Cobertura da Folha é mais equilibrada
A Folha de São Paulo, durante os mesmo dias, esteve relatando os fatos sob outro ângulo. Em quatro reportagens diferentes, mostrou a situação vista sob a ótica da ministra Marina, do Roberto Rodrigues, da Monsanto e dos ambientalistas. Quem leu a Folha entende porque a Marina prefere os orgânicos; sabe de quanto será o lucro da Monsanto com a cobrança dos royalites e descobre que os ambientalistas estão pedindo ajuda para o Bird para agilizar os estudos de impacto ambiental.
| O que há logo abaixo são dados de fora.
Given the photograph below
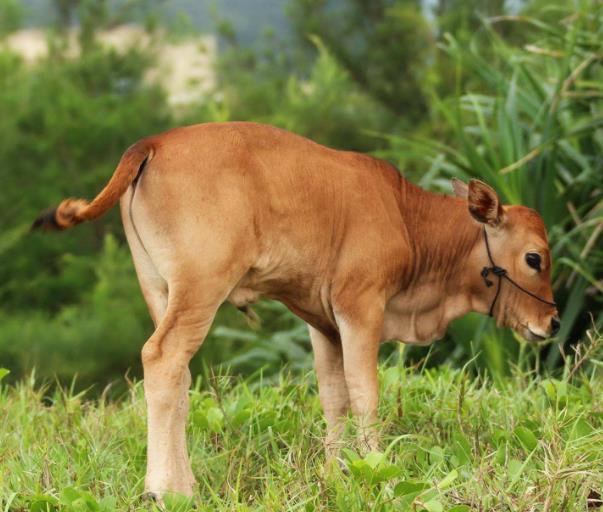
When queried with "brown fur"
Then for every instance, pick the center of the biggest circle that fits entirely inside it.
(239, 211)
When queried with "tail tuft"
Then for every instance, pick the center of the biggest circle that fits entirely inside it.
(67, 214)
(46, 221)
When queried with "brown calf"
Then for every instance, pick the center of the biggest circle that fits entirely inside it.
(239, 211)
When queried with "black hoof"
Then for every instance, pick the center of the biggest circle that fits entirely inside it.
(343, 466)
(150, 496)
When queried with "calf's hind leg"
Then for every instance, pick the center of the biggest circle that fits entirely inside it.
(332, 389)
(165, 358)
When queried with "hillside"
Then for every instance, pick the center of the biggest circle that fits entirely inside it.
(450, 443)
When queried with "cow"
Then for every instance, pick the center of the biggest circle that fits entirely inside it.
(238, 211)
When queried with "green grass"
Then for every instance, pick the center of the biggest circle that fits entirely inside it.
(451, 442)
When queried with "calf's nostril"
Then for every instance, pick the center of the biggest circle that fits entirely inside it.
(555, 326)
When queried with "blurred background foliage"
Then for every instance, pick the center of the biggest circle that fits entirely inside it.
(511, 92)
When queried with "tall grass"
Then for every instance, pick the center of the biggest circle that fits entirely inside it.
(528, 119)
(450, 442)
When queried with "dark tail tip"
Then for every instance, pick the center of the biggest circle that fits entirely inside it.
(46, 221)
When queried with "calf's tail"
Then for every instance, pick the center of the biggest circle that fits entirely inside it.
(75, 211)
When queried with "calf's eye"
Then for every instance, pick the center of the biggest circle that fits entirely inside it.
(533, 260)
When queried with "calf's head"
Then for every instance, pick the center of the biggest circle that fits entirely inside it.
(517, 240)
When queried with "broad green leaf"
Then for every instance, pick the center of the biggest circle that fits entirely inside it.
(527, 438)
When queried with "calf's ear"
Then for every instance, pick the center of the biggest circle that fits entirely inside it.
(460, 188)
(484, 204)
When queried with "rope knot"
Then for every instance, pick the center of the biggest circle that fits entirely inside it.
(496, 270)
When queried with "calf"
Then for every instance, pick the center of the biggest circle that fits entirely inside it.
(238, 211)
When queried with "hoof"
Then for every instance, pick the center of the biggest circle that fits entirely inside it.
(152, 497)
(343, 466)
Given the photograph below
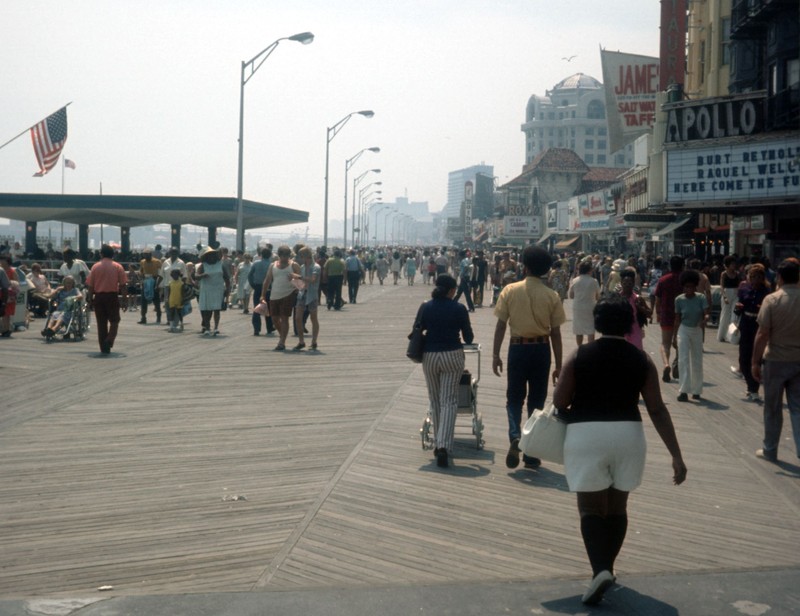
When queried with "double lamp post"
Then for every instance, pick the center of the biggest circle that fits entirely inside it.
(253, 65)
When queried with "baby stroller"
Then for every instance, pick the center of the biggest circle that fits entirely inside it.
(74, 320)
(467, 403)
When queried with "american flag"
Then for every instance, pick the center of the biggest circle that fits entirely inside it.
(49, 137)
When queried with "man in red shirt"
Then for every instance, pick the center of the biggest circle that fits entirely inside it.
(667, 289)
(106, 282)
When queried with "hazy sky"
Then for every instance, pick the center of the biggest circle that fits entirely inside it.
(154, 86)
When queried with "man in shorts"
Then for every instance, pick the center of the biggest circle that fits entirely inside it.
(308, 298)
(668, 288)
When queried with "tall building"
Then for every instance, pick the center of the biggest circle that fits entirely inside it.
(572, 116)
(455, 187)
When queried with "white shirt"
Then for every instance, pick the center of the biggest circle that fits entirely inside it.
(75, 271)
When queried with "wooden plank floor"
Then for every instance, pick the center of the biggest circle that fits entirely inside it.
(122, 470)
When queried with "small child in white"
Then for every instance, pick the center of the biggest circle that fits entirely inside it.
(174, 301)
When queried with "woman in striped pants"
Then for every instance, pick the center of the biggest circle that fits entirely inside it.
(445, 322)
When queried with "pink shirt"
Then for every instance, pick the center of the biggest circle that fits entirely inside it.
(106, 277)
(635, 336)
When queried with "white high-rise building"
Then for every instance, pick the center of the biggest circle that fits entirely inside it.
(573, 116)
(455, 187)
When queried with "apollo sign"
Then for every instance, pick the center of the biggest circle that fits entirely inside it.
(714, 120)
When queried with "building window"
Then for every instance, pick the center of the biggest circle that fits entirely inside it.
(726, 40)
(596, 110)
(701, 58)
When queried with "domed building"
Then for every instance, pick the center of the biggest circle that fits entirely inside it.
(573, 116)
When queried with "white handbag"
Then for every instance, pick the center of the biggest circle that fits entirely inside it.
(733, 335)
(543, 436)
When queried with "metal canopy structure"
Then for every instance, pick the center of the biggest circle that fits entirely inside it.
(137, 211)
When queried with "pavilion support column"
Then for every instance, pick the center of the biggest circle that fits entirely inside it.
(30, 237)
(176, 237)
(83, 240)
(125, 240)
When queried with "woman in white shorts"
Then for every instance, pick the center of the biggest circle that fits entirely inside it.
(604, 450)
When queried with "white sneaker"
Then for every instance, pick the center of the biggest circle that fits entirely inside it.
(599, 585)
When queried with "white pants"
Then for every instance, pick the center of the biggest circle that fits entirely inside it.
(726, 312)
(442, 374)
(690, 360)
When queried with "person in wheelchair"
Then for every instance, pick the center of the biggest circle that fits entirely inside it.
(65, 300)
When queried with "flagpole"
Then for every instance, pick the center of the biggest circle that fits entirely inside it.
(64, 161)
(32, 125)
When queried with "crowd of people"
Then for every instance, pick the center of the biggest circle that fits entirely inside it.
(617, 298)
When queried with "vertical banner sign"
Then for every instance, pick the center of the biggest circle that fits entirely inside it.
(468, 197)
(673, 42)
(631, 84)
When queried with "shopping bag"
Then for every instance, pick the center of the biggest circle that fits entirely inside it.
(543, 436)
(733, 335)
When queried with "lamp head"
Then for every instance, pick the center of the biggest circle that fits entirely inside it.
(304, 38)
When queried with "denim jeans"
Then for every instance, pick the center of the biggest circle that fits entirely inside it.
(527, 371)
(780, 376)
(465, 288)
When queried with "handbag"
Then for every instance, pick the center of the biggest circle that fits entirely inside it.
(543, 436)
(733, 335)
(416, 339)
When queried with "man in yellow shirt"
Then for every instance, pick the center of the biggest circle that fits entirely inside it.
(534, 314)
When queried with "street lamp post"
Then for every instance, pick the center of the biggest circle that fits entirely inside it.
(360, 202)
(365, 224)
(347, 165)
(378, 212)
(332, 131)
(304, 38)
(392, 214)
(355, 183)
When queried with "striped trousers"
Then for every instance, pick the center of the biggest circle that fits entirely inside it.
(442, 375)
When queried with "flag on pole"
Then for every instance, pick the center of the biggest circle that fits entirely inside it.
(49, 137)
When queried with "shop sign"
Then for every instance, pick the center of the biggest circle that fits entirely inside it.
(738, 172)
(714, 120)
(521, 226)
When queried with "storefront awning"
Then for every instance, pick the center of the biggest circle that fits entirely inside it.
(545, 237)
(567, 242)
(670, 228)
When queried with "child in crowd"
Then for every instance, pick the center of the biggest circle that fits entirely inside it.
(411, 270)
(175, 300)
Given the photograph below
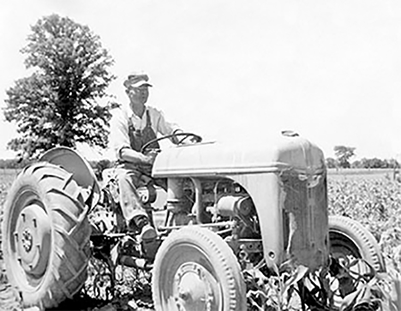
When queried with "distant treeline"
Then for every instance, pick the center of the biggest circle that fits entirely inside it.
(366, 163)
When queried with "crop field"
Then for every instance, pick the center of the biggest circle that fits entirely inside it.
(371, 197)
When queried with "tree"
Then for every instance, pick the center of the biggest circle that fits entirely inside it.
(57, 104)
(344, 154)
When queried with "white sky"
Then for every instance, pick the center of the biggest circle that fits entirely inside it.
(330, 70)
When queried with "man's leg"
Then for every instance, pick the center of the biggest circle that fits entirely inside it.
(131, 205)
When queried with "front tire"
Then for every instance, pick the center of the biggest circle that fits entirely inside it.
(45, 236)
(196, 270)
(348, 238)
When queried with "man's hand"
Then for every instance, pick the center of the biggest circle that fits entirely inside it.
(149, 157)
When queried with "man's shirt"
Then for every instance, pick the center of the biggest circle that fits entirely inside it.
(119, 127)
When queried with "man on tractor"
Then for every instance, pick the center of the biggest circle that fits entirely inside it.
(132, 128)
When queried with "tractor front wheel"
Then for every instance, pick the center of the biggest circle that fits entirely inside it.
(196, 270)
(350, 240)
(45, 236)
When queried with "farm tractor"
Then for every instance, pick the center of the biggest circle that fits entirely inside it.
(239, 227)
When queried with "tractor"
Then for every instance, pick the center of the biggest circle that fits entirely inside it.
(240, 226)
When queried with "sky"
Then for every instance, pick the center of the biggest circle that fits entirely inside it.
(243, 69)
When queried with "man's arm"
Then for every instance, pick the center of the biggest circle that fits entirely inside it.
(129, 155)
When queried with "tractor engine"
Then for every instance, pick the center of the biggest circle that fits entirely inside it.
(267, 201)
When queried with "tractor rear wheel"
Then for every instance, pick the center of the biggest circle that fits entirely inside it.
(45, 236)
(196, 270)
(349, 239)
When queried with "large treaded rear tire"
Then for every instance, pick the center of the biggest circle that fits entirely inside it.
(349, 238)
(45, 236)
(196, 270)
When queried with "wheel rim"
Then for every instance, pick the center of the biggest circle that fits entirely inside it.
(190, 283)
(30, 240)
(195, 288)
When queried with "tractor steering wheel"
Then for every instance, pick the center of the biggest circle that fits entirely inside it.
(196, 138)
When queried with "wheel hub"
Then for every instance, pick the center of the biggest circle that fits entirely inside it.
(33, 239)
(195, 288)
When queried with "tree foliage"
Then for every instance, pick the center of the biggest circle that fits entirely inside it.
(343, 155)
(59, 103)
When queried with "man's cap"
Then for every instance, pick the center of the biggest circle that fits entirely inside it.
(137, 80)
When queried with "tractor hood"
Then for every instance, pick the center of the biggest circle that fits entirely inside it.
(271, 155)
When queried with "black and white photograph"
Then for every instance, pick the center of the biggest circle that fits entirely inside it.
(206, 155)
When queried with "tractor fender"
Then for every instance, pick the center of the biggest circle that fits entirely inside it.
(74, 163)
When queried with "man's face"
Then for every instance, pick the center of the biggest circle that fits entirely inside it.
(139, 95)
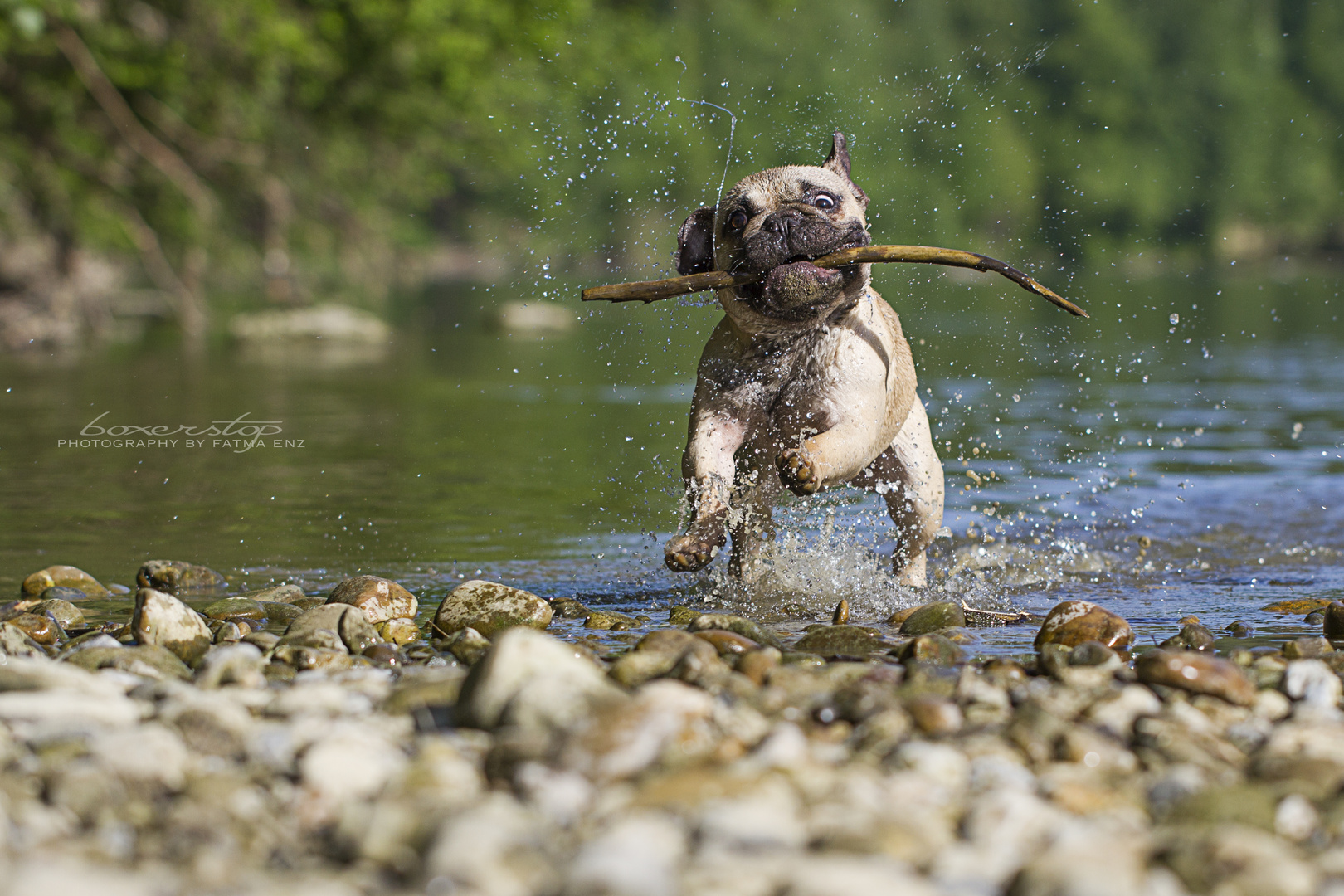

A Folha só não mostrou muito o lado dos ruralistas gaúchos. No dia 28 de setembro, um quadro contando os principais capítulos da novela dos transgênicos no Brasil foi apresentado como alternativa para quem estava por fora da discussao. Até quem não sabia o que eram os OGMs foi agraciado.
Outro motivo pelo qual a FSP teve méritos é o cálculo que fez para saber quanto lucrará a Monsanto com a cobrança dos royalites. Para isso, foi buscar as estatísticas do ABRASEM (Associação Brasileira de Sementes), à qual a multinacional está vinculada. Dado o aumento de 100% no valor que cobra pela patente do gene modificado (que antes era de R$1,20 pela saca de 60 quilos), a empresa terá ganhos de R$ 400 milhões. O ministério da Agricultura foi mais sutil, e divulgou como previsão de lucro os modestos R$ 120 milhões, que também nao é uma bagatela para tempos de crescimento magro da economia.